El terrorismo envenena la convivencia, y de un modo especial la comunicación política. La forma más sutil de la perversión terrorista se produce en la propia comunidad política. Ante el horror terrorista la comunidad política y toda la ciudadanía quiere responder con eficacia, liberarse de tanta pesadilla y tanto dolor. Y como no todos coincidimos en el modo de hacer frente al terrorismo, los terroristas utilizan las legítimas diferencias para sembrar discordia y división. Los terroristas consiguen sus objetivos cuando, ante la brutalidad de los atentados, en lugar de parecer ellos los culpables, pasan a serlo quienes se oponen al terrorismo con más contundencia.
Ante la violencia terrorista, la ciudadanía puede optar por una respuesta ética de rechazo sin fisuras ni pactos, o por una postura pragmática, utilitarista, que en lugar de acabar con el terrorismo, lo que busca es escapar de sus efectos en beneficio del propio grupo o de la propia comunidad. La postura ética rechaza la negociación con los terroristas y se solidariza con todas las víctimas del mismo.
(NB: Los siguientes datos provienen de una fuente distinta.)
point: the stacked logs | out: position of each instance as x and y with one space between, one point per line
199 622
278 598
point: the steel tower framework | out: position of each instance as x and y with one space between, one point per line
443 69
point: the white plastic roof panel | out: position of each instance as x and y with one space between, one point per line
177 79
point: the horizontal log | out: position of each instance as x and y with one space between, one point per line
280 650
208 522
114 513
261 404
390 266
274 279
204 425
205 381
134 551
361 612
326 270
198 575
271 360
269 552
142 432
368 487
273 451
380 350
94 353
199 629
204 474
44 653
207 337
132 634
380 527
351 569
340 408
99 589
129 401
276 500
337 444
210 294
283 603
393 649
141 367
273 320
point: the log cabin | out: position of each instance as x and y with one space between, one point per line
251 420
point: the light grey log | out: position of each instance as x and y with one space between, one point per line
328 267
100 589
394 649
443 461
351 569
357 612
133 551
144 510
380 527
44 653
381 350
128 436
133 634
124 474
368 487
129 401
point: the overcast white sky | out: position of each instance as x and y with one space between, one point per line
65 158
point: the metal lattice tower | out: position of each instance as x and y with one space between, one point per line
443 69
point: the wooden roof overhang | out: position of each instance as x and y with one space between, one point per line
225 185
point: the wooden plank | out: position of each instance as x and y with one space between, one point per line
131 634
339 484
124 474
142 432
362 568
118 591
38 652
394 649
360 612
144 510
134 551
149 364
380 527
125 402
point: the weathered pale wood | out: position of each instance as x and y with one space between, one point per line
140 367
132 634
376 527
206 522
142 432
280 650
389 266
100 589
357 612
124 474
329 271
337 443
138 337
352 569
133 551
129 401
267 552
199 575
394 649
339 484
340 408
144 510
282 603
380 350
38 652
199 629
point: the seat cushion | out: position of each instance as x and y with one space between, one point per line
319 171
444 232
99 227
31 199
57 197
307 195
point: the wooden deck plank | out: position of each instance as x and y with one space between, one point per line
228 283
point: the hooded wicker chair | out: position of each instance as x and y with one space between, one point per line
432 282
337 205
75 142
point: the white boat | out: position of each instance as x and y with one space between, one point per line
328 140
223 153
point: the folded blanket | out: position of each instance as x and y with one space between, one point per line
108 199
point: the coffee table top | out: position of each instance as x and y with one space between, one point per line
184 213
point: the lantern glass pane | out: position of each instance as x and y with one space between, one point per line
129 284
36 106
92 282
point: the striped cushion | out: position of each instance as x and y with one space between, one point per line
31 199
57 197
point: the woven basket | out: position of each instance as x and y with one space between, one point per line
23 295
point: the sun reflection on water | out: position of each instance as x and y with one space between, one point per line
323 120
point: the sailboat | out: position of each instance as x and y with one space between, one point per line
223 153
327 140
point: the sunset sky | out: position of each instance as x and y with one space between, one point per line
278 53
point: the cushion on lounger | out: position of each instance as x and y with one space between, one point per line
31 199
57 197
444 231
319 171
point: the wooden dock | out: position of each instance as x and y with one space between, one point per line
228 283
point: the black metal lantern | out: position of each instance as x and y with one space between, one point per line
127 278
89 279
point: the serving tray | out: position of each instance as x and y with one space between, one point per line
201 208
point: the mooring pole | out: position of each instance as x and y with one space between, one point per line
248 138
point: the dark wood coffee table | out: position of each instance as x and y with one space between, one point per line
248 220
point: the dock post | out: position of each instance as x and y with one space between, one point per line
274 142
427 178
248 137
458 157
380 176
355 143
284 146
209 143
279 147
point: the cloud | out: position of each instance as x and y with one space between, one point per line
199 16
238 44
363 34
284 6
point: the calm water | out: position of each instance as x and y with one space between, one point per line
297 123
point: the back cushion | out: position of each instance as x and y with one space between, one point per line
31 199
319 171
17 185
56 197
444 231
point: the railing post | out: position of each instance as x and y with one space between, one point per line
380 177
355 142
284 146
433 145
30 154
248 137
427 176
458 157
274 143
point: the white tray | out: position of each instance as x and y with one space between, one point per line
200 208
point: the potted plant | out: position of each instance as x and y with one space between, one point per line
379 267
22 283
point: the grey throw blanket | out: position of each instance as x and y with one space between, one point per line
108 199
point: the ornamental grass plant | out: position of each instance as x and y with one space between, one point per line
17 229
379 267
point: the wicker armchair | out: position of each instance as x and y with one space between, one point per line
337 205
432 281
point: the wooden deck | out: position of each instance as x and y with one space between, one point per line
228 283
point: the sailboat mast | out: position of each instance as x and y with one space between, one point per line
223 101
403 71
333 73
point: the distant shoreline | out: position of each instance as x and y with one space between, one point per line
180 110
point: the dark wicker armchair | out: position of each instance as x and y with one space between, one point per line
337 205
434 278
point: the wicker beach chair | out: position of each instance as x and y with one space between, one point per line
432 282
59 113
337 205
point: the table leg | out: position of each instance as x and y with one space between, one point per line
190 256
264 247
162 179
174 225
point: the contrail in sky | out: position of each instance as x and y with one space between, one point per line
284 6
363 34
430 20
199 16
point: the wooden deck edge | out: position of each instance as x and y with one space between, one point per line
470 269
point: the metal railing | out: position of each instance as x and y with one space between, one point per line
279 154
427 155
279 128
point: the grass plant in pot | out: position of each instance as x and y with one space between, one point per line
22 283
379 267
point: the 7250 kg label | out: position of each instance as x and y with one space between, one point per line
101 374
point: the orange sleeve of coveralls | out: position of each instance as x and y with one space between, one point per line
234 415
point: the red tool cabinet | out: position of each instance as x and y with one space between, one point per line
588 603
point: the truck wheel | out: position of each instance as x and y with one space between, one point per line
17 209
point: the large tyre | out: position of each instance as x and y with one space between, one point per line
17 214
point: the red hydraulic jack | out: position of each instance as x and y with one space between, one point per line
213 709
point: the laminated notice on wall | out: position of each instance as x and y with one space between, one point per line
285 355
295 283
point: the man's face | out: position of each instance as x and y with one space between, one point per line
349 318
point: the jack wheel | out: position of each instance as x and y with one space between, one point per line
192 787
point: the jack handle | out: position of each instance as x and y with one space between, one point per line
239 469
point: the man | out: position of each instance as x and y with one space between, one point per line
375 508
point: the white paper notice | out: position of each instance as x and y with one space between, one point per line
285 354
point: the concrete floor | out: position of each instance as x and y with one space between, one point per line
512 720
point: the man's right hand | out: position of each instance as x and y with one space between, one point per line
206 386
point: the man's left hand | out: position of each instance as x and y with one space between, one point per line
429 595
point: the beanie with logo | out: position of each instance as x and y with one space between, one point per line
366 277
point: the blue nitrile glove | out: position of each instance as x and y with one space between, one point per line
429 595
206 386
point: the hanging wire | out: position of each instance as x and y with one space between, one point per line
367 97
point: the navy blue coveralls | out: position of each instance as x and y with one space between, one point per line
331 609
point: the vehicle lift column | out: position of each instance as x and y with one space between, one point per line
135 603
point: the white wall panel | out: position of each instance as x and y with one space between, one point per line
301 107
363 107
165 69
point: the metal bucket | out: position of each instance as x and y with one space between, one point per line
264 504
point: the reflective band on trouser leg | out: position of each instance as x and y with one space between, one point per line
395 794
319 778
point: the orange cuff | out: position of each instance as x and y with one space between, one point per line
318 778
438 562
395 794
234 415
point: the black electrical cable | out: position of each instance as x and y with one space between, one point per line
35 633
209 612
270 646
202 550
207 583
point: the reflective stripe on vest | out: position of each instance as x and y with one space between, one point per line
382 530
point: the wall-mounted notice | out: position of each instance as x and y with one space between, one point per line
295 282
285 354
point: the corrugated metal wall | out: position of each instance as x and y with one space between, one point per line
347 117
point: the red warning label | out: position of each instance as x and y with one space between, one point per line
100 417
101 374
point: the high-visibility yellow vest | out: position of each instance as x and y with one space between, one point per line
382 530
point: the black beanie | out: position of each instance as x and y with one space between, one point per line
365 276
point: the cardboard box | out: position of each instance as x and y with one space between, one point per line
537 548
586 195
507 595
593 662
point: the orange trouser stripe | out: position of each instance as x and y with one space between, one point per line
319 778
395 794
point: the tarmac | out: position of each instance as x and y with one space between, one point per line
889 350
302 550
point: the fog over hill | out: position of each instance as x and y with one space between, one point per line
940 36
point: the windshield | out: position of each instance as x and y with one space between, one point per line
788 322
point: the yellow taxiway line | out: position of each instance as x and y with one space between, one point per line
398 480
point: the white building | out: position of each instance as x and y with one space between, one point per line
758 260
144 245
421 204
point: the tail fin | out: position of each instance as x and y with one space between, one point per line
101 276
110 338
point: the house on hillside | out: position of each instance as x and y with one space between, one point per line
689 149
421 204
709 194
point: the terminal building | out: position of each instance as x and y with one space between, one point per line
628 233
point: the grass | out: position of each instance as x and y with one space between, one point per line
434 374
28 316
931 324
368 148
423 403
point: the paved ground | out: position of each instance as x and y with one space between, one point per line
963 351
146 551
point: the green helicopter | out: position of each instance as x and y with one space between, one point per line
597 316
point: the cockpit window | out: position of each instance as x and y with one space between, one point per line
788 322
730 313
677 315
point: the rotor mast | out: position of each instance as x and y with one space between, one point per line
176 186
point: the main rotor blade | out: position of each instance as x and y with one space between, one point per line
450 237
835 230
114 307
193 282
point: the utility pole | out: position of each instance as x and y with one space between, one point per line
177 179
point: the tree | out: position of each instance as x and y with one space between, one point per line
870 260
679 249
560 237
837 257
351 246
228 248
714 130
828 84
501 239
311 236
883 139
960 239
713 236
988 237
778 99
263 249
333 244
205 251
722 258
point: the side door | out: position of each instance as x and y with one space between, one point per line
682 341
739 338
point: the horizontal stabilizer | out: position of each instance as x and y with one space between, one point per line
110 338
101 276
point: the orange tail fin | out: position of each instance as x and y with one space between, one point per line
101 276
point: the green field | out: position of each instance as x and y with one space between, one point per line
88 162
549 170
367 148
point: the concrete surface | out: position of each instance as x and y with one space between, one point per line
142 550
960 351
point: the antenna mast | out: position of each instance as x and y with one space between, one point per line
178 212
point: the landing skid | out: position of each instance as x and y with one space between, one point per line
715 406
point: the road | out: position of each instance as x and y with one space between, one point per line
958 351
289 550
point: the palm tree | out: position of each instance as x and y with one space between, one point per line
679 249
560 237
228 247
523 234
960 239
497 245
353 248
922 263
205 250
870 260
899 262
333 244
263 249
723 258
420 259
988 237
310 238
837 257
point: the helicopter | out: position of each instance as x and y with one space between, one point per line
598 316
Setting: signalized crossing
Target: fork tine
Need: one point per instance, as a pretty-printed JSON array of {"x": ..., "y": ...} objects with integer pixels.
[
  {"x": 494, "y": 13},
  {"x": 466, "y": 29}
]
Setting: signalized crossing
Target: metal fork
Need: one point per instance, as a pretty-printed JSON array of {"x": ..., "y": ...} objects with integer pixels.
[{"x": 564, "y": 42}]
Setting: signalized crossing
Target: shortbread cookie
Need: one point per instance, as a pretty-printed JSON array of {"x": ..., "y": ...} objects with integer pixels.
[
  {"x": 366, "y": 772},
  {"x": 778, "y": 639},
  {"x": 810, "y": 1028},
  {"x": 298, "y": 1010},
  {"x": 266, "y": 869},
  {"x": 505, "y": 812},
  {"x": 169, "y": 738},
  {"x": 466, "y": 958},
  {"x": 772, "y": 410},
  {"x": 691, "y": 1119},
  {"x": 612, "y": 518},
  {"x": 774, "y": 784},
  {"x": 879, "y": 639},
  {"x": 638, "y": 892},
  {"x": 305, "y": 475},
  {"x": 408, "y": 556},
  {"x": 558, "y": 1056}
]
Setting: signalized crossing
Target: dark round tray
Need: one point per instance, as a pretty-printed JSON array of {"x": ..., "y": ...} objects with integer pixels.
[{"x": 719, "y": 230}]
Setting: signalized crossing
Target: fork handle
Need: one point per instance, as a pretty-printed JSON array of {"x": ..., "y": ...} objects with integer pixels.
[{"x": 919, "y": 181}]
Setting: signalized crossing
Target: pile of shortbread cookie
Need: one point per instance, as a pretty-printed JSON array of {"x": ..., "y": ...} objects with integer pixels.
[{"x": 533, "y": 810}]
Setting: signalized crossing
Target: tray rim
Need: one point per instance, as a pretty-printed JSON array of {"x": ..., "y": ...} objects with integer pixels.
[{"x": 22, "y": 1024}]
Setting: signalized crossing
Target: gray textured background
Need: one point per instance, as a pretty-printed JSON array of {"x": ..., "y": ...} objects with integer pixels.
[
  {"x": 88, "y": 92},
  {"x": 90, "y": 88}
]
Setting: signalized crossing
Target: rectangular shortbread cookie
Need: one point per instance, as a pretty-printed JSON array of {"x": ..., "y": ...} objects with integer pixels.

La postura pragmática prefiere la ambigüedad para conseguir un beneficio particular.
A raíz de los sucesos del once de marzo, he invitado a las comunidades católicas de la Archidiócesis a reflexionar sobre la Instrucción Pastoral de la Conferencia Episcopal Española Valoración moral del terrorismo en España, de sus causas y de sus consecuencias. Encontramos en ella una reflexión moral exacta y clara sobre el terrorismo, de la cual hay que saber extraer las oportunas consecuencias políticas.
El terrorismo mata y destruye para crear un clima de terror o inseguridad con una intención totalitaria. La maldad del terrorismo es anticristiana pues atenta contra bienes tan preciados por la Iglesia como la vida humana, la seguridad y la libertad de las personas. Además actúa de forma traicionera e indiscriminada para debilitar el orden político legítimo para imponer otro sistema político. Los terroristas intentan presentar sus actos criminales como si pudieran estar justificados por una interpretación ideológica.
Hay que señalar con toda claridad que la actividad terrorista trata de eludir el juicio moral de sus crímenes. Por eso, culpan a quienes se oponen al terrorismo de ser los causantes de la violencia que los mismos terroristas ejercen.
Los únicos responsables de los actos terroristas son los propios terroristas, y quienes los justifican, amparan, jalean, encubren o hacen causa común con ellos. Todo gobierno, tanto el actual como el que está surgiendo de las elecciones, necesita del apoyo incondicional de la ciudadanía para poder luchar con ética y eficacia contra el terrorismo. Huyamos con determinación del veneno que los terroristas dejan en la vida social.
Los cristianos somos siempre hombres y mujeres de paz. El terrorismo es la más grave lacra que sufre la paz en el tercer milenio. Como Pastor de la Iglesia en Valencia, os propongo que todos prestemos nuestra ayuda incondicional para luchar contra el terrorismo con ética y rectitud, y para seguir apoyando a las víctimas con todo el afecto y cariño que se merecen.